Hal yang baru saja Yulita lihat membuat tubuhnya lemas. Dia menyandarkan tubuhnya pada Seno dan berbisik. "Gue mau pulang."

Akhirnya mereka meninggalkan acara. Mereka pun berjalan ke parkiran tempat Seno memarkirkan mobil.

"Gue gak tahu maksud lo apa!" Yulita menghentikan langkah. "Yang jelas, gue gak suka dengan apa yang barusan lo lakuin." Dia melempar bunga tepat pada wajah Seno. "Lo pikir lucu?!"

Seno tertawa kecil. "Gue 'kan udah bilang sama lo. Gue bakal bikin nama lo tenar."

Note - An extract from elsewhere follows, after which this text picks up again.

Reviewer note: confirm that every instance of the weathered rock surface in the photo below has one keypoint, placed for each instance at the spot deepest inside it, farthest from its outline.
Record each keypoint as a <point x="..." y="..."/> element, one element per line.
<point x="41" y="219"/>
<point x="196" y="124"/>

"Gue gak butuh!" tepat kalimat itu keluar di depan wajah Seno. "Apa sih mau lo?! Apa mau lo sampe bikin malu gue di depan semua orang?! Itu bikin lo seneng? Tapi gak buat gue!" lalu dia meninggalkan Seno dan masuk ke dalam mobil.

Seno tertawa kecil, lalu dia mengambil bunga yang sudah terlihat agak berantakan di depan kakinya. Dia merapihkan rangkaian bunga, lalu mengikuti Yulita untuk masuk ke dalam mobil. Dilihatnya Yulita senang memegang kepala dan wajahnya terlihat pucat. Dia menjalankan mobil.

Yulita kesal saat menyadari mobil Seno berhenti dan semakin kesal saat Seno turun tanpa berbicara. Dia tidak tahu apa yang dilakukan laki-laki brengsek itu, tapi yang jelas dia ingin cepat pulang karena kepalanya yang semakin terasa pusing.

"Minum!" Seno memberikan jus tomat pada Yulita.

Yulita hanya melihat dengan sinis. "Gue gak suka tomat."

"Tapi lo harus minum ini." Seno memberikan kembali jus tersebut.

Yulita terdiam beberapa detik, lalu membawa jus tomat dengan kasar. Dengan rasa yang tak enak dia pun meminum jus tersebut untuk memperbaiki tubuhnya yang terasa lemas. "Gue mau pulang!"

Setelah sampai di depan rumah Yulita. Dia turun begitu saja tanpa mengatakan sepatah kata pun. Seno hanya tersenyum sambil menggelengkan kepala. "Makin cantik aja lo." Dia melihat rangkaian bunga. Dia mengambilnya, lalu memberanikan diri untuk masuk ke dalam rumah Yulita. Dia hanya menyimpan bunga di atas meja, lalu pergi.